Hal apa yang telah terjadi pada kita? Virus, iya. Di dalam dan dari dirinya sendiri, virus itu tidak memiliki penjelasan moral. Akan tetapi, ia lebih dari sekadar sebuah virus. Beberapa orang percaya ia adalah cara Tuhan agar kita kembali berpikir dan bertindak secara benar. Beberapa orang yang lain menganggap ia adalah konspirasi China untuk mengambil alih kendali atas dunia.

Apa pun ia sebenarnya, virus corona telah membuat yang kuat menjadi bersujud dan telah menghentikan dunia yang tidak mungkin dilakukan oleh hal lainnya. Pikiran kita masih maju-mundur, rindu untuk kembali pada “normalitas”, mencoba untuk mempertautkan masa depan dengan masa lalu dan menolak mengakui adanya keterputusan. Akan tetapi, keterputusan itu sungguh ada. Dan di tengah-tengah keputusasaan yang mengerikan ini, ia memberi kita peluang untuk memikirkan ulang mesin kiamat yang telah kita buat untuk diri kita sendiri. Tidak ada yang lebih buruk daripada kembali pada normalitas.

Secara historis, pandemi telah memaksa manusia untuk putus dengan masa lalunya dan membayangkan dunianya yang baru. Pandemi yang terjadi saat ini juga sama. Ia adalah sebuah portal, sebuah pintu gerbang di antara satu dunia dengan dunia berikutnya.

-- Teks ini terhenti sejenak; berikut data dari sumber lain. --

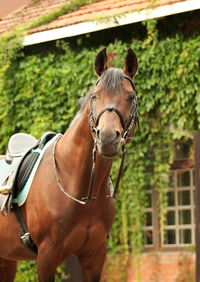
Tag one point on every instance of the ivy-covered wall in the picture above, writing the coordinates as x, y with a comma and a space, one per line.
40, 87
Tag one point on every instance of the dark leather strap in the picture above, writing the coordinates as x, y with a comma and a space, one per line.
110, 109
24, 235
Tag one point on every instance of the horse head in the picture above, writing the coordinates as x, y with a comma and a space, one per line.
113, 104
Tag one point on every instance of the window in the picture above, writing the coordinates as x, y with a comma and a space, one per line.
180, 223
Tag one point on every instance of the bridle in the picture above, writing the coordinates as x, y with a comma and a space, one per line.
127, 127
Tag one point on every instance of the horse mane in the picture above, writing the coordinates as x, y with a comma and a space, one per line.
111, 83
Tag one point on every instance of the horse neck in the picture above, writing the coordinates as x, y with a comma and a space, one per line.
74, 156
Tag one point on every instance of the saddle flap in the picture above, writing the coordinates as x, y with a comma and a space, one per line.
18, 144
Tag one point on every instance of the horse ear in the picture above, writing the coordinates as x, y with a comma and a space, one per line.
100, 63
131, 64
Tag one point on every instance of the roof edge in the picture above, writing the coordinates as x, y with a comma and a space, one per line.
115, 21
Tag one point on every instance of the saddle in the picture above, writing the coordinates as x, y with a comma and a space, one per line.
22, 154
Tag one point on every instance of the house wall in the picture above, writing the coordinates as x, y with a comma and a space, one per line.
154, 267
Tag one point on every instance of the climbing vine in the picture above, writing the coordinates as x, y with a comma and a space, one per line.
39, 92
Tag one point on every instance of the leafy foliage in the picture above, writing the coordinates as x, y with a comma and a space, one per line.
39, 92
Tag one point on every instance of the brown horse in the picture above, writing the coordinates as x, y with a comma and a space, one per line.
61, 222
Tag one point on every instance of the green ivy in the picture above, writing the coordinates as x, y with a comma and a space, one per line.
39, 92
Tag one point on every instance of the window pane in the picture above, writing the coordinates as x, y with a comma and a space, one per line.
182, 151
170, 199
183, 198
184, 216
184, 179
185, 236
171, 218
170, 237
148, 219
148, 237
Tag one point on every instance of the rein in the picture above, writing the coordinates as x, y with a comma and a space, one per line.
133, 120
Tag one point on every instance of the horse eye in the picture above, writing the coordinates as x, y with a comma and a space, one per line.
130, 97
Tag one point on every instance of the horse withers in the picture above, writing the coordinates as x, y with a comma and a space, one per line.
70, 207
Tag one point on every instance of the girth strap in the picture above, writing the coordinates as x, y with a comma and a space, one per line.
24, 235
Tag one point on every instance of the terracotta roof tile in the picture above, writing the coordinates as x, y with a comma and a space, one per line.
100, 9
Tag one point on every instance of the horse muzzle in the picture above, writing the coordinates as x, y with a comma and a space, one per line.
108, 143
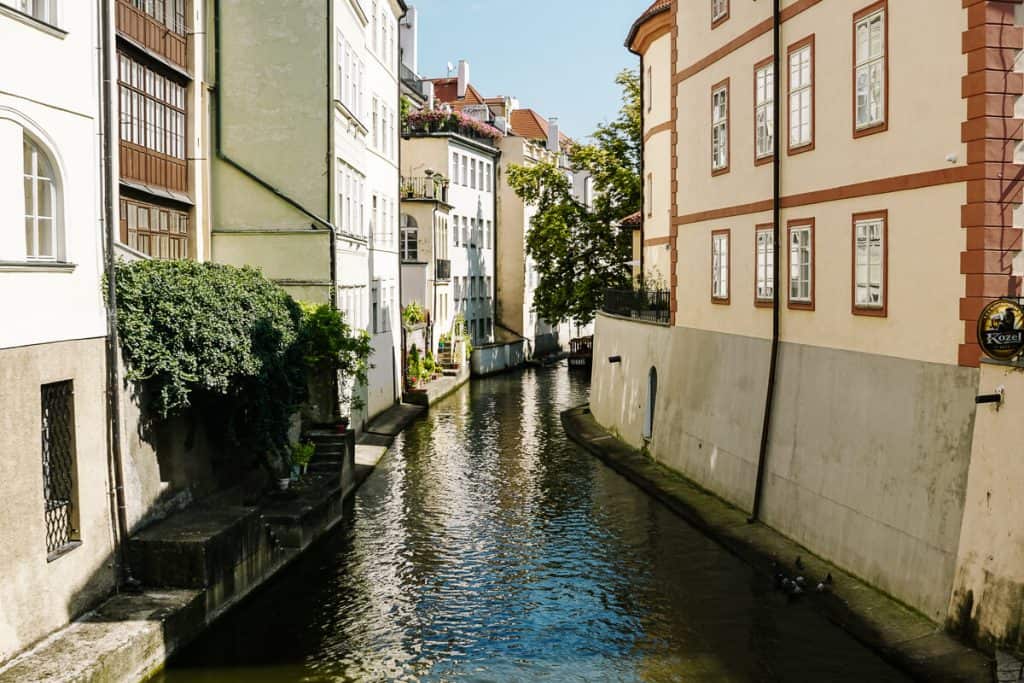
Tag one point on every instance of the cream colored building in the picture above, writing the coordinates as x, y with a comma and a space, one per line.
305, 177
896, 224
55, 521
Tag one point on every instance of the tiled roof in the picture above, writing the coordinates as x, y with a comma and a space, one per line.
632, 220
532, 126
655, 8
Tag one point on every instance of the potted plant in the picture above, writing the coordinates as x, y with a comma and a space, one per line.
302, 454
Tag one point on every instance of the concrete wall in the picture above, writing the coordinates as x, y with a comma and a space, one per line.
987, 604
39, 596
497, 357
867, 456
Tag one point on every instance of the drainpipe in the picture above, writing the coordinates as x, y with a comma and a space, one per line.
113, 374
776, 217
222, 156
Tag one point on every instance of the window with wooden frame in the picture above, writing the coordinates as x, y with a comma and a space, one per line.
720, 266
801, 87
801, 241
764, 111
720, 128
764, 265
870, 70
155, 230
870, 263
719, 11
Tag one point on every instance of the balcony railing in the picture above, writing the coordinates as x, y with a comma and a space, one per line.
425, 188
649, 305
442, 269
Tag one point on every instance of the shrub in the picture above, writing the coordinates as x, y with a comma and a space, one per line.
218, 338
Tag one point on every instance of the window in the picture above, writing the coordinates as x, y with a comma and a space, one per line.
764, 286
41, 205
58, 467
720, 128
802, 96
764, 112
869, 70
155, 230
153, 110
802, 264
869, 263
719, 11
649, 195
649, 88
720, 266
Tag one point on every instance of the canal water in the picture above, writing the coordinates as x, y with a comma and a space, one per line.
487, 547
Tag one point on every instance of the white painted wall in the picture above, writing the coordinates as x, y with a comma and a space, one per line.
53, 95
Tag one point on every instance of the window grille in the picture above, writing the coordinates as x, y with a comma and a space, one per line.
58, 465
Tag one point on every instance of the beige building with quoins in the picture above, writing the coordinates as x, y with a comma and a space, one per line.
898, 176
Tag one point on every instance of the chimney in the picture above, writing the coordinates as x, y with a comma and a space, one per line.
428, 92
553, 135
463, 78
409, 39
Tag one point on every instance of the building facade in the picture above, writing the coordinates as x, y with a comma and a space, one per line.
318, 212
893, 230
163, 129
56, 517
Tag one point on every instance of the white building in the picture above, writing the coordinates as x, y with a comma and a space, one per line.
55, 523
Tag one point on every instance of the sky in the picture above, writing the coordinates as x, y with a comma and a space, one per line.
556, 56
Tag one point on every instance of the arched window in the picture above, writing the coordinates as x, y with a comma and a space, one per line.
42, 235
648, 421
410, 239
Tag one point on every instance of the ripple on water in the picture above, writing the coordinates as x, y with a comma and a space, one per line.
486, 547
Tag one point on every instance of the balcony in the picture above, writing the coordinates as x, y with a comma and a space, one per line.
647, 305
433, 188
153, 35
442, 269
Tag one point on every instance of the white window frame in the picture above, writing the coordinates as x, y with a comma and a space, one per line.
801, 250
720, 128
720, 265
869, 251
764, 258
764, 111
40, 179
802, 96
869, 71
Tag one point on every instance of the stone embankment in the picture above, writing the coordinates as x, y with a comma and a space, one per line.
900, 635
198, 564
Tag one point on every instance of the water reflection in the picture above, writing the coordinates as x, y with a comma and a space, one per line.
488, 548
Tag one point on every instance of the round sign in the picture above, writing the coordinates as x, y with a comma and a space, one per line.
1000, 330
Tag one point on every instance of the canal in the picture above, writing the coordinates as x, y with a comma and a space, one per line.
486, 547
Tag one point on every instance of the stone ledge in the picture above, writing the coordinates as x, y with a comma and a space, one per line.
901, 636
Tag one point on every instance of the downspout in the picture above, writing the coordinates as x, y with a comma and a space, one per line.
401, 350
776, 217
222, 156
113, 375
333, 238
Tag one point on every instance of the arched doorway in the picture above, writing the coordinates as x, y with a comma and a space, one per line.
648, 420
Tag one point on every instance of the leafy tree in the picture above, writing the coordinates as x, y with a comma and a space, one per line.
581, 252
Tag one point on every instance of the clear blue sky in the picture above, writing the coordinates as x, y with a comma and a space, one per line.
557, 56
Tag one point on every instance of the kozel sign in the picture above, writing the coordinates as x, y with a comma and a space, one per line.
1000, 330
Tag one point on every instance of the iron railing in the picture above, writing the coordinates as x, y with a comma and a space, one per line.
650, 305
425, 188
58, 465
442, 268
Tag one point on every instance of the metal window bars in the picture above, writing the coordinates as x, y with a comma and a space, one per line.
58, 465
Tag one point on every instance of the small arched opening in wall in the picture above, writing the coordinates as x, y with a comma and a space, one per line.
648, 416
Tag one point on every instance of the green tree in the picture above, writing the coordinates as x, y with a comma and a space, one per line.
580, 252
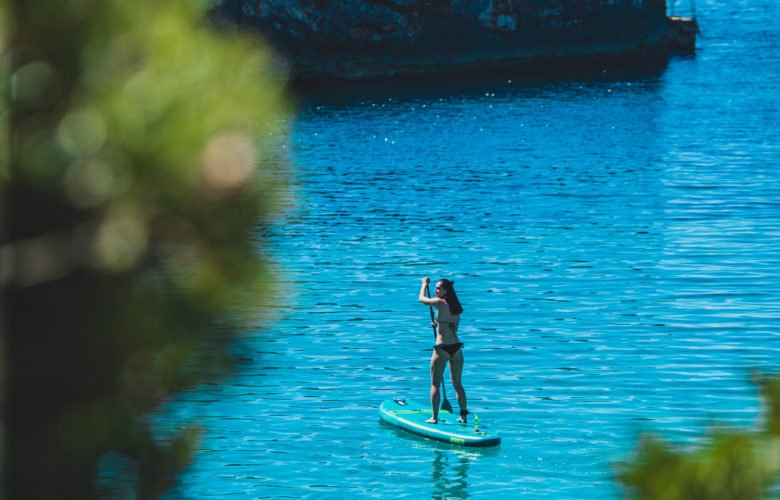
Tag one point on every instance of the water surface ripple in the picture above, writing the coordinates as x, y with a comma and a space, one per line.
615, 243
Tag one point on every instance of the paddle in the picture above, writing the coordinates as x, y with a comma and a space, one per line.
445, 405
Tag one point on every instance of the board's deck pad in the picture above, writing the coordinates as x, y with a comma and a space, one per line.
411, 416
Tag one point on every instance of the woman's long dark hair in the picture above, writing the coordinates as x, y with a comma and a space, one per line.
450, 296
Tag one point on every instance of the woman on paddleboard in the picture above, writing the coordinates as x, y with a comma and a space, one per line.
448, 347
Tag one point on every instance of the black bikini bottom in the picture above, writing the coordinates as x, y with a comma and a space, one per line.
450, 349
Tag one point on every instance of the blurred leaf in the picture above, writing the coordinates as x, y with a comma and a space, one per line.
140, 156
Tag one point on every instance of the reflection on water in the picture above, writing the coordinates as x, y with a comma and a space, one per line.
449, 475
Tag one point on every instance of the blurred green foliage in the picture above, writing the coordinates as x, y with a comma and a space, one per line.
138, 167
732, 464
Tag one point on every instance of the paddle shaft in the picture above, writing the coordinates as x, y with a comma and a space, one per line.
444, 403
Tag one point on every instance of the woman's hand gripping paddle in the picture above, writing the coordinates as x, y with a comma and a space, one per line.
445, 404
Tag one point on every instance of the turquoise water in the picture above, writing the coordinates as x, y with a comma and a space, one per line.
614, 239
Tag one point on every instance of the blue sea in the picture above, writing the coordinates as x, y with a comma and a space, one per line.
614, 238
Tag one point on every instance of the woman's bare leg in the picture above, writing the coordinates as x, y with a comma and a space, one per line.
438, 364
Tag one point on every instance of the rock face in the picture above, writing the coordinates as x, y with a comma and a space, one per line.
354, 39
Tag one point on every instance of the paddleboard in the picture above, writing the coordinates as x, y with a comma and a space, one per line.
411, 416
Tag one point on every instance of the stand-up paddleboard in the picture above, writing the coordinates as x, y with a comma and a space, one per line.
412, 416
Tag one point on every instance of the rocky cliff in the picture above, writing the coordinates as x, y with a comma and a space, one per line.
353, 39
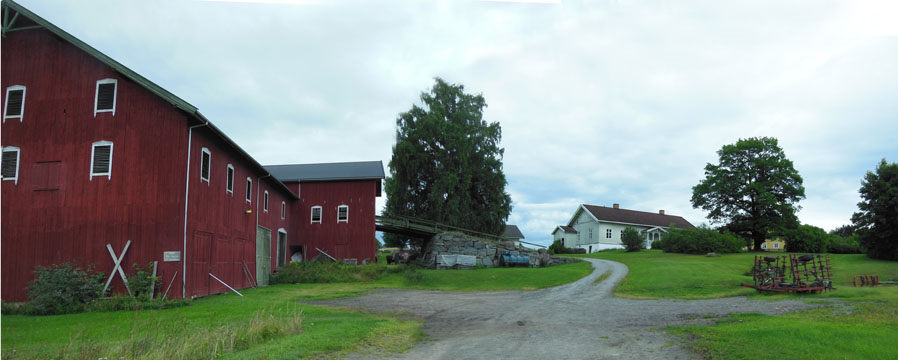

Kita bisa memilih untuk berjalan melaluinya, dengan tetap membawa sisa-sisa dari prasangka dan kebencian kita, keserakahan kita, bank data dan ide-ide lawas kita, sungai-sungai yang kering dan langit-langit yang penuh dengan asap. Atau kita bisa berjalan dengan enteng, dengan sedikit barang-barang bawaan, dan bersiap untuk membayangkan dunia yang lain. Dan siap berjuang untuk mewujudkannya.

____________________________________________________

*Ini adalah terjemahan atas esai Arundhati Roy yang terbit pertama kali dalam Bahasa Inggris di Financial Times. Arundhati Roy adalah penulis asal India yang memenangkan Man Booker Prize untuk novelnya The God of Small Thing (1997). Novel terbarunya berjudul The Ministry of Utmost Happiness (2017).